Hawaii has been just as aggressive about enforcing the quarantine rules.
In one publicized case, newlyweds who’d gone out to pick up take-out pizza were arrested for flouting the rules. A hotel desk clerk had called authorities about the couple.
Many people flying to Alaska to work are covered under the quarantine plans submitted by their employers. Those vary too.
ConocoPhillips and BP are both having employees that travel from Outside the state quarantine at hotels in Anchorage before traveling to work on the North Slope.

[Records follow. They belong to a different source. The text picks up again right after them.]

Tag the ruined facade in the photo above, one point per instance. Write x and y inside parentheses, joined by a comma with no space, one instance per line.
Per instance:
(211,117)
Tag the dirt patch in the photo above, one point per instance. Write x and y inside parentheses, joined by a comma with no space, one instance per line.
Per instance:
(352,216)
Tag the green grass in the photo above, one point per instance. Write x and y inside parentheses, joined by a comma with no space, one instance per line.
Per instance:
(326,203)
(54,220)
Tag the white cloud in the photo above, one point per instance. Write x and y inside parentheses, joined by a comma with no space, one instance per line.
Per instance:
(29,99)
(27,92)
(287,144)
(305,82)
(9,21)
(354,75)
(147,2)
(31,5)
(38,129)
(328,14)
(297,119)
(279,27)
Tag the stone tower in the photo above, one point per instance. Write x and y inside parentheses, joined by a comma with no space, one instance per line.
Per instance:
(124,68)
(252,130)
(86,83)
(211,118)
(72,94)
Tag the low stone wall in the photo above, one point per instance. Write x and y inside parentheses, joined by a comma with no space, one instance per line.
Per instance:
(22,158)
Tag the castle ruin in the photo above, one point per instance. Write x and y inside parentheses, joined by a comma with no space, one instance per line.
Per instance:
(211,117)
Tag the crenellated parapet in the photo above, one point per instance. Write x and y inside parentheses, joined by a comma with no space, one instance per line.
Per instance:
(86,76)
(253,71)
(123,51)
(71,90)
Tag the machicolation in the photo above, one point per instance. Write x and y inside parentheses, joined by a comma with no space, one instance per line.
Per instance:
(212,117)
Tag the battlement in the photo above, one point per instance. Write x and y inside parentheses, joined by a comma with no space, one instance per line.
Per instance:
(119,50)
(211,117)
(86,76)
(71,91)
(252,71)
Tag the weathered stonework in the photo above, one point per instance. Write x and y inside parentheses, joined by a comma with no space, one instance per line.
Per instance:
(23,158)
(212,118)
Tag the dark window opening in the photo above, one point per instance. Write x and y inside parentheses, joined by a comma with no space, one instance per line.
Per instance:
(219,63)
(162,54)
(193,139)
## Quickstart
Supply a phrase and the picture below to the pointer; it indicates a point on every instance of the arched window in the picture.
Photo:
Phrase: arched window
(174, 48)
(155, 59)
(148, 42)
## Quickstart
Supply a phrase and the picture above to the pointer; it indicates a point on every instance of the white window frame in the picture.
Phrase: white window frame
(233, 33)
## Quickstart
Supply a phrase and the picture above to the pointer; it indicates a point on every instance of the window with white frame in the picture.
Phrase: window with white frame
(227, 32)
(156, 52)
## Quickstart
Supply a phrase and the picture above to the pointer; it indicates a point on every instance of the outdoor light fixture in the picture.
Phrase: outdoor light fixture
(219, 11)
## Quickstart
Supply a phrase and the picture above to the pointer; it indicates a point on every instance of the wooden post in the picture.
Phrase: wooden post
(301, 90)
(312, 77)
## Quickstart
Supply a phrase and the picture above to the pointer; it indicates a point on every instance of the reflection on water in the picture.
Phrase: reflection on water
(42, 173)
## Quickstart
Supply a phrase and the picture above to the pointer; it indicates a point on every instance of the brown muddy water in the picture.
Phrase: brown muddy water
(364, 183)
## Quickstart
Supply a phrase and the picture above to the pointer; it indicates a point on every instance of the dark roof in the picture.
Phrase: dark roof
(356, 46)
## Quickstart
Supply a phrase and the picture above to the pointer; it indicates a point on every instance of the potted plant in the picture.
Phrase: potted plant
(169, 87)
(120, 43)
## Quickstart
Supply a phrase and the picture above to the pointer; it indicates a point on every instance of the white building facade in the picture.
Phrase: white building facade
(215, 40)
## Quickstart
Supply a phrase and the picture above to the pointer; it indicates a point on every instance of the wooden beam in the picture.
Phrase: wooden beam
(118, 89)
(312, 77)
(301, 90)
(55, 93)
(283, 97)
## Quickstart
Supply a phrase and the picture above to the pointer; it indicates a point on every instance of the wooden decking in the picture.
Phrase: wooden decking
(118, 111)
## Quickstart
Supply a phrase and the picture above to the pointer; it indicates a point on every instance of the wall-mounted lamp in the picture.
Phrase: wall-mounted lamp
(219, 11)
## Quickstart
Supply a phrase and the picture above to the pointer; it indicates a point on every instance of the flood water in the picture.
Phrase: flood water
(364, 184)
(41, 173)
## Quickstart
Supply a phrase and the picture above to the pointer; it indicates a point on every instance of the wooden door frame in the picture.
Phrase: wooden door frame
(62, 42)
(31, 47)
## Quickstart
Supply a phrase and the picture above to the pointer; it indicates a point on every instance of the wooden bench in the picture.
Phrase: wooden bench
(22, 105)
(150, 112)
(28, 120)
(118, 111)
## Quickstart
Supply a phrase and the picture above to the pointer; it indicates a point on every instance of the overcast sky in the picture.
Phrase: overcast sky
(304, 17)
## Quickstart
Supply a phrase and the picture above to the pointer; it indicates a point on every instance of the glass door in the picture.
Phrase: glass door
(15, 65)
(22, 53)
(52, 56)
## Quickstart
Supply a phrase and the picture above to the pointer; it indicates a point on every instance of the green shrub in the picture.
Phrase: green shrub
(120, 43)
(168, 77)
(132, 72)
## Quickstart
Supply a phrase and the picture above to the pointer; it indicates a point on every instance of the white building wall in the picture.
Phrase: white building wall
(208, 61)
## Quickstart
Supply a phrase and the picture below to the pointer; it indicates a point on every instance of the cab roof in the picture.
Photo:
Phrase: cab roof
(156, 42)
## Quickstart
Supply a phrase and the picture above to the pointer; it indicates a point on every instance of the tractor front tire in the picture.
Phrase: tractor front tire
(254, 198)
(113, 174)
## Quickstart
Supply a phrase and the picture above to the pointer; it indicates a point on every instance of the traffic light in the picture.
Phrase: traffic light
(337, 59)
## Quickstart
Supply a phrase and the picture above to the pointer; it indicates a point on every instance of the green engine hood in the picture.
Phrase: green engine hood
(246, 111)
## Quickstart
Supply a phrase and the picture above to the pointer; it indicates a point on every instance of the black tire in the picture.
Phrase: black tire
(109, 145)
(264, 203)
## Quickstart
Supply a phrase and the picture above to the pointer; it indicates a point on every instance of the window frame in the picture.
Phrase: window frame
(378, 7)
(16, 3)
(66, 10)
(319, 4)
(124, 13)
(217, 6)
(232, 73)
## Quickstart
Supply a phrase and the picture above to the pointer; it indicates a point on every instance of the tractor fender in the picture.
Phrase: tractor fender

But the two companies are interpreting the quarantine mandate differently: BP employees are allowed to leave their hotel rooms for exercise, according to spokeswoman Meg Baldino.
“Workers are required to fill out a daily health log, including twice daily temperature checks,” she wrote in an email. “They can leave hotel room for outside fresh air and exercise. Otherwise we ask that they stay in their rooms, wear masks if they go out and social distance at all times.”
ConocoPhillips employees must stay in their rooms for the duration of the two-week quarantine, said spokeswoman Natalie Lowman.
“Our interpretation of the State Mandate 10 regarding quarantine for anyone who has traveled out of state, is that they are not allowed to leave the hotel room for exercise,” she wrote. “They would be allowed to leave for medical emergencies.”
Hilcorp did not respond to questions about its 14-day quarantine policy for workers.
Fishermen arriving in Alaska on their boats have been advised of the quarantine mandate by harbormasters, Zidek said. Seafood processing companies have also used hotel rooms or their own bunkhouses to quarantine their employees.
Ocean Beauty Seafoods, which plans to bring more than 100 workers to its processing facilities, including one in Cordova, tests its workers in Seattle before they fly to the state and then quarantines employees in bunkhouses, its president and CEO said last week. One quarantined employee who’d been working as a machinist during his 14-day period tested positive last week.
Some business owners just want to know what’s next in order to make plans.
“As long as the 14-day quarantine is in place we’re dead in the water to operate,” said Theresa Weiser, a lodge owner and charter operator in Sitka.
She can’t operate until it is lifted, because most of her Wild Strawberry Lodge’s roughly 1,200 typical yearly customers -- virtually all of whom come from Outside -- only stay three or four days. Nearly half have already canceled. She’d like the state to announce sooner rather than later if her season can be salvaged, she said.
“I just want them to tell us, one way or the other,” she said. “I’d like to know what’s going to happen.”